The Eighth U.S. Circuit Court of Appeals on Thursday rejected former Zomax CEO James Anderson's efforts to overturn his 2006 conviction for insider trading and the prosecution's arguments for a longer prison term.
A jury found him guilty of six counts of insider trading and five counts of money-laundering. U.S. District Judge Paul Magnuson sentenced Anderson to 2 1/2 years in prison, fined him $10,000, and ordered restitution of $1.4 million plus the forfeiture of an additional $1.99 million to the government.
Anderson had sold $14 million worth of his shares in the Plymouth-based company, which duplicated CDs and DVDs, after receiving in-house third-quarter forecasts for 2000 showing that sales would fall well short of expectations.
In the late 1990s, Anderson and his wife, Michelle Bedard-Anderson, then vice president of Zomax Inc., were among the highest-paid executives in Minnesota.
Their combined pay for 1999 totaled more than $20 million.
Bedard-Anderson was charged with conspiracy, mail fraud, securities fraud and money laundering. She was acquitted of all charges.

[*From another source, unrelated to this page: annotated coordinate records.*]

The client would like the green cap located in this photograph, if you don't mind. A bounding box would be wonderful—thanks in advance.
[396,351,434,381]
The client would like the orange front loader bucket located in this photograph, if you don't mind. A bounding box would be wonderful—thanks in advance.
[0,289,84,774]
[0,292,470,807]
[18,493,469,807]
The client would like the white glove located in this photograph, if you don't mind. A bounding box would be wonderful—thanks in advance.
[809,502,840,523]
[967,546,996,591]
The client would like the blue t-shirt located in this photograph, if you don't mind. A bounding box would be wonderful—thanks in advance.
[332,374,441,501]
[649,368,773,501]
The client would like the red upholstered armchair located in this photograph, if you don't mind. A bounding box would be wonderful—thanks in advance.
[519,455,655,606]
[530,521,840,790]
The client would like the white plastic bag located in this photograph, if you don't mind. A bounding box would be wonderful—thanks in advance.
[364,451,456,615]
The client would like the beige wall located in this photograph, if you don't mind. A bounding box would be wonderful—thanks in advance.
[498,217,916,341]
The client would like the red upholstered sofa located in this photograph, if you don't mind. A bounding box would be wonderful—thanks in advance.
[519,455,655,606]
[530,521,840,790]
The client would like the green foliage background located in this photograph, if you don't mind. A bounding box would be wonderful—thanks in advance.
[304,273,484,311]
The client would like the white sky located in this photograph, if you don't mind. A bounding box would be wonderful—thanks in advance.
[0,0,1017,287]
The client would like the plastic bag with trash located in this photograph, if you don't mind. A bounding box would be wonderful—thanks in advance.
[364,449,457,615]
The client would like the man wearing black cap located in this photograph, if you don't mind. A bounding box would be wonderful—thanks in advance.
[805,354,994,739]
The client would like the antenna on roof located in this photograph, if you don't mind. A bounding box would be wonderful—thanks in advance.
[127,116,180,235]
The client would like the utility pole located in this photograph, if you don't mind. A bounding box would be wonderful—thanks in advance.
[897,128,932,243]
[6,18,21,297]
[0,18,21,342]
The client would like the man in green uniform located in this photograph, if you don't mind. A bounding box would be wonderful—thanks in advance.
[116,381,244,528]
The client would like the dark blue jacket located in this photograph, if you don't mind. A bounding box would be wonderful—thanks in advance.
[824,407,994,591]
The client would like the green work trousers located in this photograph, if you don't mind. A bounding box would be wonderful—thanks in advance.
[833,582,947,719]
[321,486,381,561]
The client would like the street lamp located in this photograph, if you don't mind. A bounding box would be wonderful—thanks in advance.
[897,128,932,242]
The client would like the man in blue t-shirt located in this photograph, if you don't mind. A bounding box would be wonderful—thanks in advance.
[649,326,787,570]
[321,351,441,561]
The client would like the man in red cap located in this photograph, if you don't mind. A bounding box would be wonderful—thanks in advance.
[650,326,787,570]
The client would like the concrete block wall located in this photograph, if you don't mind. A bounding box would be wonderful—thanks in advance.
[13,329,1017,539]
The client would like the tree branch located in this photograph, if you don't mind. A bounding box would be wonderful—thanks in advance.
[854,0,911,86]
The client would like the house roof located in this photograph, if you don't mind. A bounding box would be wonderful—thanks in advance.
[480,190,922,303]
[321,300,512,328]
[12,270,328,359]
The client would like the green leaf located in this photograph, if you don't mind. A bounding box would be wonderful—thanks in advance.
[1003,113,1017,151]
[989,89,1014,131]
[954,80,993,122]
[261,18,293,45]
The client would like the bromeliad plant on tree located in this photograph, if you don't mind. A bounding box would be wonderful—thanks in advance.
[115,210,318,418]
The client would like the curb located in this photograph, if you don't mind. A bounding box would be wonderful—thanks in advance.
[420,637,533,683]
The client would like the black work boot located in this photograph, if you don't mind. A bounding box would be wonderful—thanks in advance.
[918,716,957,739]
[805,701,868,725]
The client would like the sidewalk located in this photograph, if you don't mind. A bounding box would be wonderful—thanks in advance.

Anderson appealed his conviction, claiming insufficiency of evidence and the denial of a proposed jury instruction that would have suggested that he "acted in good faith in selling his Zomax stock."
U.S. District Judge John Jarvey of Iowa, sitting on the appeals court by designation, wrote the opinion for the three-judge panel, which included Eighth Circuit Chief Judge James Loken and Circuit Judge Diana Murphy, both of Minneapolis.